US-made documentary on Turkish Jews on way
A group of television producers from the United States will bring to the screen the lives of Jews who were welcomed by the Ottoman Empire following their expulsion from Spain in the 14th century.
Upon the invitation by the Culture and Tourism Ministry, a team of the Jewish Life broadcast station visited the northwestern province of Edirne, which was once the capital of the Ottoman Empire for 92 years, after Istanbul for the shootings.
After starting shooting at the Selimiye Mosque and then at the Great Synagogue, the team of five television producers later interviewed Jewish families living in the historic city.
Finally, the team shot at the Bayezid Complex Health Museum, built by the sultan of the time, Bayezid II, who led the Jews expelled from Spain to the Ottoman lands.
Program producer Brad Pomerance said it was inspiring to be in Edirne.
“It is wonderful to be in one of the minarets of this mosque, where 40,000 people worked in the construction in the 1570s.

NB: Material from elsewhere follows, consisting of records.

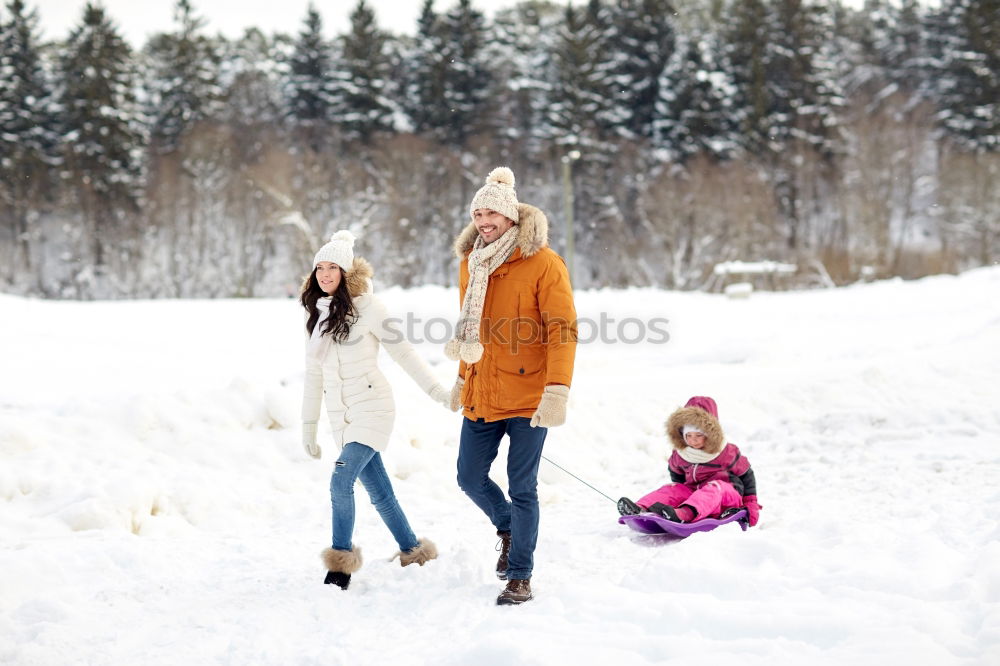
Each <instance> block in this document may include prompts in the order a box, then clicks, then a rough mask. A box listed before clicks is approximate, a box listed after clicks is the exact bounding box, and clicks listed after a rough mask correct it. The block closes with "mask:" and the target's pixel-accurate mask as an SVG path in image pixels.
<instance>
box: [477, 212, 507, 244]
mask: <svg viewBox="0 0 1000 666" xmlns="http://www.w3.org/2000/svg"><path fill="white" fill-rule="evenodd" d="M472 221H473V222H474V223H475V224H476V230H477V231H478V232H479V235H480V236H482V237H483V242H484V243H486V244H487V245H489V244H490V243H492V242H493V241H495V240H496V239H498V238H500V237H501V236H503V235H504V234H505V233H507V230H508V229H510V228H511V227H512V226H514V220H512V219H510V218H509V217H504V216H503V215H501V214H500V213H498V212H496V211H495V210H490V209H489V208H477V209H476V210H474V211H473V212H472Z"/></svg>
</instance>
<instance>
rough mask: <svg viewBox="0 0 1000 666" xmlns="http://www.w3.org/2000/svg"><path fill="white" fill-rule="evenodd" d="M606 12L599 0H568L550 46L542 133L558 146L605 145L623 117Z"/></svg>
mask: <svg viewBox="0 0 1000 666" xmlns="http://www.w3.org/2000/svg"><path fill="white" fill-rule="evenodd" d="M610 29H611V16H610V13H609V11H608V9H607V8H606V7H605V6H604V4H603V3H602V2H601V1H600V0H590V1H589V2H588V3H587V5H586V7H579V8H577V7H574V6H573V5H567V6H566V10H565V13H564V18H563V22H562V24H561V25H560V26H559V28H558V29H557V31H556V40H555V43H554V44H553V46H552V59H553V80H552V84H551V88H552V91H551V93H550V94H549V100H550V103H549V105H548V111H547V114H546V124H547V127H546V133H547V134H548V137H549V138H550V139H551V140H554V141H555V143H556V145H559V146H563V147H565V146H575V147H580V148H583V149H586V150H587V151H588V152H590V151H592V150H595V149H601V150H603V149H604V147H605V146H606V141H607V140H608V139H609V138H610V137H611V136H612V134H613V133H614V130H615V128H616V127H617V126H618V125H619V124H620V123H622V122H624V121H625V114H624V112H623V109H622V107H620V106H618V105H617V104H616V103H615V101H614V99H615V79H614V71H613V64H614V63H613V60H612V56H611V55H610V54H611V52H612V51H613V49H612V36H611V34H610Z"/></svg>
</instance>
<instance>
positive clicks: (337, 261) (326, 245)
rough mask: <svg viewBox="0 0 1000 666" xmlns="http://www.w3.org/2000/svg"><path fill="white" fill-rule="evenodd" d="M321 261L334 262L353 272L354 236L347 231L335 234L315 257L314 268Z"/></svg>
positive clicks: (345, 268) (340, 231)
mask: <svg viewBox="0 0 1000 666" xmlns="http://www.w3.org/2000/svg"><path fill="white" fill-rule="evenodd" d="M321 261H332V262H333V263H335V264H337V265H338V266H340V267H341V268H342V269H344V270H345V271H349V270H351V266H352V265H353V264H354V234H352V233H351V232H350V231H347V230H346V229H344V230H341V231H338V232H337V233H335V234H334V235H333V236H332V237H331V238H330V242H329V243H327V244H326V245H324V246H323V247H321V248H320V249H319V252H317V253H316V256H315V257H313V268H316V264H318V263H319V262H321Z"/></svg>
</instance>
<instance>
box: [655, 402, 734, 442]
mask: <svg viewBox="0 0 1000 666" xmlns="http://www.w3.org/2000/svg"><path fill="white" fill-rule="evenodd" d="M686 425H693V426H695V427H697V428H698V430H701V431H702V432H703V433H705V438H706V439H707V440H708V441H707V442H706V443H705V447H704V448H703V449H702V451H704V452H705V453H719V452H720V451H722V448H723V447H724V446H725V445H726V435H725V433H724V432H722V425H721V424H720V423H719V408H718V406H717V405H716V404H715V400H712V399H711V398H709V397H706V396H694V397H693V398H691V399H690V400H688V401H687V404H685V405H684V406H683V407H681V408H680V409H678V410H677V411H675V412H674V413H673V414H671V415H670V418H668V419H667V436H668V437H670V443H671V444H673V447H674V448H675V449H676V450H678V451H682V450H683V449H686V448H689V447H688V445H687V444H686V443H685V442H684V435H682V434H681V429H682V428H683V427H684V426H686Z"/></svg>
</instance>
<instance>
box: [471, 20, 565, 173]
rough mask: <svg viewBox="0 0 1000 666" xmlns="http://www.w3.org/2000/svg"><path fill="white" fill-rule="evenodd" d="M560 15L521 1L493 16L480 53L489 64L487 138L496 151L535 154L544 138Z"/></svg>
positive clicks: (541, 142) (548, 104) (541, 147)
mask: <svg viewBox="0 0 1000 666" xmlns="http://www.w3.org/2000/svg"><path fill="white" fill-rule="evenodd" d="M560 18H561V11H560V10H559V9H558V8H556V7H555V5H552V4H551V3H549V2H539V1H537V0H533V1H529V2H522V3H520V4H518V5H515V6H514V7H511V8H508V9H504V10H501V11H498V12H497V13H496V15H495V16H494V18H493V28H492V30H491V33H492V35H493V39H491V40H489V41H488V42H487V43H486V44H485V46H484V48H483V57H484V59H485V61H486V62H489V63H492V66H491V74H492V77H493V80H492V84H491V90H490V91H489V96H490V98H491V99H492V100H493V101H494V102H495V103H494V104H493V105H492V106H493V109H492V114H491V119H490V121H491V125H492V127H491V128H490V133H491V134H492V135H493V136H495V137H496V138H497V139H498V140H499V141H500V142H501V144H502V147H501V148H500V151H501V152H506V151H508V150H510V147H511V146H512V145H513V144H515V143H517V144H518V146H519V150H526V151H527V152H528V154H529V155H537V154H538V153H539V152H540V151H541V148H542V139H543V137H544V135H545V132H544V127H543V126H544V124H545V115H546V109H547V108H548V106H549V97H548V88H549V80H551V78H552V76H551V75H550V71H549V70H550V68H551V66H552V65H551V60H552V59H551V52H552V50H553V46H552V42H553V41H554V39H555V35H556V33H557V30H558V24H559V21H560Z"/></svg>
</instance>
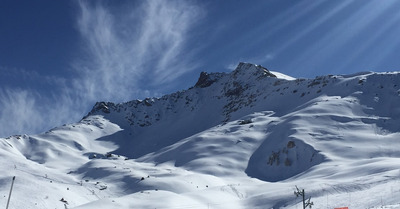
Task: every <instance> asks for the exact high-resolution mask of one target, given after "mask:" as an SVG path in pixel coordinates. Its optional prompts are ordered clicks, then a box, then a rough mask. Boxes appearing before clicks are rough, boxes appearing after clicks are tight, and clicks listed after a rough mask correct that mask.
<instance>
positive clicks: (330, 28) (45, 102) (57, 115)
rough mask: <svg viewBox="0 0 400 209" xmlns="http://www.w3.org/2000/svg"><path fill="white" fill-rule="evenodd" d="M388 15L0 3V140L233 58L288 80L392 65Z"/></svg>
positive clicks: (394, 40)
mask: <svg viewBox="0 0 400 209" xmlns="http://www.w3.org/2000/svg"><path fill="white" fill-rule="evenodd" d="M398 11H400V1H397V0H252V1H240V0H229V1H228V0H220V1H214V0H187V1H181V0H170V1H164V0H148V1H144V0H143V1H142V0H131V1H128V0H120V1H112V0H98V1H94V0H93V1H89V0H80V1H79V0H71V1H70V0H68V1H67V0H58V1H54V0H38V1H29V0H2V1H1V2H0V127H1V128H0V137H6V136H9V135H14V134H33V133H40V132H44V131H46V130H48V129H50V128H52V127H56V126H59V125H62V124H64V123H72V122H77V121H79V120H80V119H81V118H82V117H83V116H85V115H86V114H87V113H88V112H89V111H90V109H91V108H92V107H93V105H94V104H95V103H96V102H97V101H112V102H125V101H130V100H134V99H144V98H147V97H159V96H162V95H164V94H168V93H172V92H175V91H178V90H184V89H187V88H189V87H191V86H193V85H194V84H195V82H196V81H197V79H198V76H199V74H200V72H202V71H206V72H230V71H232V70H234V69H235V67H236V66H237V64H238V63H239V62H250V63H254V64H259V65H262V66H264V67H266V68H267V69H269V70H272V71H278V72H281V73H284V74H287V75H290V76H292V77H297V78H299V77H301V78H313V77H315V76H318V75H327V74H352V73H356V72H361V71H375V72H384V71H399V70H400V59H399V58H398V55H399V54H400V38H398V37H400V13H399V12H398Z"/></svg>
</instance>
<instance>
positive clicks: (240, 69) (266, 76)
mask: <svg viewBox="0 0 400 209" xmlns="http://www.w3.org/2000/svg"><path fill="white" fill-rule="evenodd" d="M232 74H233V76H234V77H237V76H240V77H242V76H243V77H248V76H252V77H253V76H256V77H257V78H260V77H274V78H276V75H274V74H273V73H271V72H270V71H269V70H268V69H267V68H265V67H263V66H261V65H256V64H252V63H246V62H240V63H239V65H238V66H237V67H236V69H235V70H234V71H233V72H232Z"/></svg>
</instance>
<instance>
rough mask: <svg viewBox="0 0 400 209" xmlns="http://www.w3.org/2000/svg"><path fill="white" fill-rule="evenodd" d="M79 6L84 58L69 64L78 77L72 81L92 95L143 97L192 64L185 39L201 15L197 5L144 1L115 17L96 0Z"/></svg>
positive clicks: (128, 5)
mask: <svg viewBox="0 0 400 209" xmlns="http://www.w3.org/2000/svg"><path fill="white" fill-rule="evenodd" d="M127 6H129V5H127ZM79 8H80V15H79V18H78V24H77V25H78V30H79V32H80V34H81V37H82V40H83V47H84V48H83V49H84V53H85V56H83V58H78V59H77V60H76V62H75V63H74V68H75V69H76V70H77V71H78V72H79V73H80V75H81V78H79V79H78V80H77V81H76V85H78V86H79V85H81V86H82V88H83V89H85V90H86V91H87V93H88V95H89V97H90V98H92V99H108V100H119V101H121V100H127V99H130V98H132V97H133V96H139V97H140V96H147V95H143V92H146V90H147V92H149V90H150V89H151V90H150V91H157V90H160V89H161V86H163V85H166V84H167V83H169V82H171V81H173V80H174V79H176V78H178V77H179V76H181V75H182V74H184V73H186V72H189V71H191V70H193V69H194V67H195V66H196V63H195V62H194V61H193V58H192V57H190V56H188V54H189V52H188V48H189V47H188V46H187V42H186V39H187V36H188V35H189V33H190V29H191V27H192V26H193V25H194V24H195V23H196V21H198V20H199V18H201V15H202V11H201V9H200V7H198V6H195V5H190V4H188V3H187V2H182V1H179V2H178V1H161V0H156V1H144V2H142V3H141V4H140V5H136V7H135V8H132V9H131V10H123V11H124V12H123V13H120V14H118V15H114V14H113V13H112V12H111V11H110V10H109V9H107V8H106V7H105V6H104V5H102V4H101V3H99V2H96V3H95V4H90V3H89V2H87V1H79ZM85 96H87V95H85Z"/></svg>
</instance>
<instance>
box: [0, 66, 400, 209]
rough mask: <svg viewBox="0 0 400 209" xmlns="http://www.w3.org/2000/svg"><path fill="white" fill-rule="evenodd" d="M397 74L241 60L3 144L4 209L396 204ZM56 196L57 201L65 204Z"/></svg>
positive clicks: (9, 139) (19, 136)
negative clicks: (353, 73)
mask: <svg viewBox="0 0 400 209" xmlns="http://www.w3.org/2000/svg"><path fill="white" fill-rule="evenodd" d="M399 85H400V72H392V73H374V72H364V73H359V74H354V75H327V76H320V77H317V78H315V79H294V78H291V77H290V76H286V75H283V74H281V73H277V72H271V71H268V70H267V69H266V68H264V67H262V66H258V65H253V64H249V63H240V64H239V65H238V67H237V68H236V70H234V71H233V72H231V73H210V74H208V73H206V72H203V73H201V74H200V77H199V80H198V82H197V83H196V84H195V85H194V86H193V87H192V88H190V89H188V90H185V91H180V92H176V93H173V94H169V95H165V96H163V97H161V98H147V99H145V100H134V101H130V102H126V103H121V104H115V103H111V102H99V103H97V104H96V105H95V106H94V108H93V109H92V111H90V113H89V114H88V115H87V116H85V117H84V118H83V119H82V120H81V121H79V122H77V123H75V124H68V125H64V126H62V127H57V128H54V129H52V130H49V131H48V132H46V133H43V134H38V135H33V136H28V135H19V136H11V137H8V138H6V139H0V157H1V158H2V162H3V163H2V165H1V166H2V171H3V172H2V173H1V174H0V182H1V183H0V192H1V194H2V195H1V196H0V202H2V203H0V204H4V205H5V204H6V202H7V199H8V197H9V194H8V192H9V190H10V186H11V179H12V177H13V176H16V180H15V184H14V189H13V193H12V196H11V200H10V208H79V209H91V208H171V209H172V208H302V203H301V198H296V196H295V195H294V194H293V192H294V191H295V188H296V186H297V187H299V188H302V189H305V191H306V196H307V197H310V196H311V201H313V202H314V207H315V208H335V207H345V206H348V207H349V208H374V207H375V208H377V207H381V208H400V200H399V199H398V198H397V196H398V195H399V194H400V187H399V186H400V181H399V177H400V158H399V157H400V146H399V145H400V125H399V124H400V86H399ZM61 200H63V201H61Z"/></svg>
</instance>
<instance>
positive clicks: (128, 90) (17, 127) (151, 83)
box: [0, 0, 202, 137]
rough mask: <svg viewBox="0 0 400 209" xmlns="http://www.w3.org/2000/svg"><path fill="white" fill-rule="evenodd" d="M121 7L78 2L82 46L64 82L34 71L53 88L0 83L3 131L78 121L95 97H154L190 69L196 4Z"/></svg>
mask: <svg viewBox="0 0 400 209" xmlns="http://www.w3.org/2000/svg"><path fill="white" fill-rule="evenodd" d="M130 3H132V2H130ZM136 3H137V2H136ZM124 6H126V8H120V10H118V12H121V11H123V12H122V13H118V14H115V13H113V12H112V11H111V10H110V9H109V7H106V6H104V5H102V4H101V3H100V2H89V1H79V2H78V8H79V11H80V12H79V15H78V17H77V24H76V25H77V29H78V32H79V34H80V35H81V38H82V44H81V46H82V48H81V49H79V50H77V53H76V54H78V55H77V58H76V60H74V62H72V63H71V68H72V70H73V71H74V72H77V73H76V74H77V75H78V76H77V77H75V78H73V79H72V80H65V79H64V78H54V79H52V77H49V76H44V75H39V74H34V75H35V76H34V77H35V79H37V81H38V82H45V83H47V84H48V86H53V87H54V88H53V90H49V92H46V93H45V94H43V92H39V90H34V89H13V90H11V89H9V88H7V87H3V88H0V107H1V108H0V126H1V129H0V137H5V136H9V135H12V134H21V133H28V134H32V133H38V132H42V131H46V130H48V129H49V128H52V127H54V126H58V125H61V124H63V123H70V122H75V121H77V120H79V119H80V118H82V117H83V116H84V114H85V112H87V111H89V110H88V108H90V107H91V106H92V105H94V103H95V102H96V101H104V100H108V101H114V102H122V101H129V100H132V99H136V98H140V97H142V98H143V97H148V96H155V95H156V94H157V92H158V91H163V90H165V87H166V86H168V85H170V84H171V83H172V82H173V81H175V80H176V79H177V78H179V77H180V76H181V75H183V74H185V73H187V72H189V71H191V70H193V69H194V68H195V66H196V63H195V62H194V61H193V59H192V57H191V56H189V54H190V52H189V51H188V49H189V47H188V46H187V37H188V36H190V31H191V28H192V27H193V25H194V24H195V23H196V21H198V20H199V18H201V15H202V10H201V8H199V7H198V6H195V5H190V4H189V2H187V1H179V2H178V1H163V0H152V1H142V2H140V5H135V7H131V6H132V5H124ZM21 72H22V71H21ZM22 74H29V73H28V72H27V71H23V72H22ZM162 93H164V92H162ZM45 95H47V96H45ZM48 95H50V96H48Z"/></svg>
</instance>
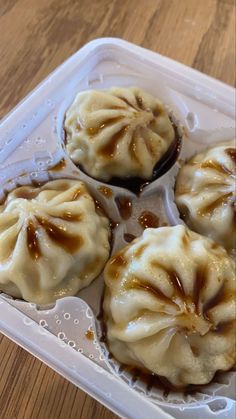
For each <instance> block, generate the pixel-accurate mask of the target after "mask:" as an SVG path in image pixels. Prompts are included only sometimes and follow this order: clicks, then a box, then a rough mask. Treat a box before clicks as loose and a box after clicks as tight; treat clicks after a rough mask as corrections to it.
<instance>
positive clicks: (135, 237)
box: [124, 233, 136, 243]
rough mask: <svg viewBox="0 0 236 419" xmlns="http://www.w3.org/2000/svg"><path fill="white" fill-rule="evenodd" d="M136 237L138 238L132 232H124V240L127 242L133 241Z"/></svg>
mask: <svg viewBox="0 0 236 419" xmlns="http://www.w3.org/2000/svg"><path fill="white" fill-rule="evenodd" d="M134 239H136V236H134V235H133V234H130V233H124V240H125V241H126V242H127V243H130V242H132V241H133V240H134Z"/></svg>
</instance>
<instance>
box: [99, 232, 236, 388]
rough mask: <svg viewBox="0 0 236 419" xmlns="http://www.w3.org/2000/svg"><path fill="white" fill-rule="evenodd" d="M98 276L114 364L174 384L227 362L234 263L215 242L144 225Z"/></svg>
mask: <svg viewBox="0 0 236 419" xmlns="http://www.w3.org/2000/svg"><path fill="white" fill-rule="evenodd" d="M104 276H105V283H106V292H105V297H104V304H103V308H104V320H105V323H106V326H107V342H108V346H109V349H110V351H111V353H112V354H113V355H114V357H115V358H117V359H118V360H119V361H120V362H121V363H123V364H128V365H131V366H135V367H138V368H140V369H142V370H144V371H147V372H150V373H155V374H157V375H159V376H162V377H165V379H167V380H168V381H169V383H171V385H172V386H175V387H176V388H183V387H185V386H187V385H189V384H206V383H209V382H210V381H211V380H212V378H213V377H214V374H215V372H216V371H217V370H222V371H227V370H229V369H230V368H232V367H233V365H234V363H235V361H236V336H235V309H236V302H235V291H236V289H235V282H236V278H235V265H234V262H233V259H232V258H230V256H228V254H227V252H226V250H225V249H224V248H223V247H221V246H219V245H218V244H216V243H215V242H214V241H212V240H211V239H208V238H206V237H203V236H200V235H199V234H197V233H194V232H192V231H191V230H188V229H187V228H186V227H184V226H181V225H178V226H175V227H161V228H157V229H146V230H145V231H144V233H143V235H142V237H140V238H138V239H136V240H134V241H133V242H132V243H131V244H130V245H128V246H127V247H125V248H124V249H123V250H121V251H120V252H119V253H117V254H116V255H115V256H113V257H112V258H111V259H110V260H109V261H108V263H107V265H106V268H105V274H104Z"/></svg>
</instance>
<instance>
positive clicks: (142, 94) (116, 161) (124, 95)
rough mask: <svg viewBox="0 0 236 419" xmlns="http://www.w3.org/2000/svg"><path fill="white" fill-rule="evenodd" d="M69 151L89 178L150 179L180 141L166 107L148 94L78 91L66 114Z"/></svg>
mask: <svg viewBox="0 0 236 419" xmlns="http://www.w3.org/2000/svg"><path fill="white" fill-rule="evenodd" d="M64 128H65V132H66V150H67V152H68V154H69V156H70V157H71V159H72V160H73V161H74V163H76V164H79V165H81V167H82V168H83V170H84V171H85V172H86V173H87V174H89V175H90V176H92V177H94V178H96V179H100V180H103V181H109V180H110V179H111V178H113V177H119V178H126V177H127V178H130V177H139V178H143V179H151V177H152V173H153V169H154V166H155V165H156V164H157V162H158V161H159V160H160V158H161V157H162V156H163V155H164V154H165V152H166V151H167V150H168V148H169V146H170V145H171V143H172V142H173V141H174V139H175V132H174V129H173V126H172V123H171V121H170V118H169V116H168V114H167V112H166V110H165V108H164V106H163V104H162V103H161V102H160V101H159V100H157V99H155V98H154V97H153V96H151V95H150V94H148V93H146V92H145V91H144V90H142V89H140V88H137V87H132V88H120V87H119V88H118V87H117V88H111V89H108V90H100V91H99V90H88V91H85V92H81V93H79V94H78V95H77V96H76V98H75V100H74V102H73V103H72V105H71V106H70V108H69V109H68V111H67V113H66V118H65V126H64Z"/></svg>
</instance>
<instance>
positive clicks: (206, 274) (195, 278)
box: [192, 266, 207, 314]
mask: <svg viewBox="0 0 236 419" xmlns="http://www.w3.org/2000/svg"><path fill="white" fill-rule="evenodd" d="M206 278H207V266H203V267H198V269H197V271H196V274H195V282H194V288H193V297H192V300H193V303H194V305H195V310H196V313H197V314H199V300H200V294H201V290H202V289H203V287H204V286H205V284H206Z"/></svg>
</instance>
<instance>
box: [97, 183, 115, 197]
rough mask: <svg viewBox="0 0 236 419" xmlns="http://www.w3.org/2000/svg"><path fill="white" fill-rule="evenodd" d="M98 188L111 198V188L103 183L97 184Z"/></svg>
mask: <svg viewBox="0 0 236 419" xmlns="http://www.w3.org/2000/svg"><path fill="white" fill-rule="evenodd" d="M98 190H99V192H101V193H102V194H103V195H104V196H105V197H106V198H108V199H110V198H112V196H113V192H112V189H111V188H108V186H105V185H102V186H99V188H98Z"/></svg>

I am an American Jew, and I am visiting one of the largest structures in Islam. It’s a great honor and gift,” he said.
Pomerance stated that Turkey was the center of three major monotheistic religions in the past, indicating how tolerant the country is, welcoming people of all faiths.
The expulsion of the Jews from Spain was ordered in 1492 by Catholic monarchs ruling Castile and Aragon through the Edict of Granada to drive Jews out of their territories.
Many Jews also settled in Edirne, Istanbul’s Galata neighborhood and the Aegean city of İzmir with the order of Sultan Bayezid II.
According to the Turkish Jewish community, Turkey has around 18,000 Jews, and their population is concentrated in Istanbul, İzmir and Edirne.
The community had a higher population, but numbers dwindled in the 20th century as most migrated to Israel after its establishment.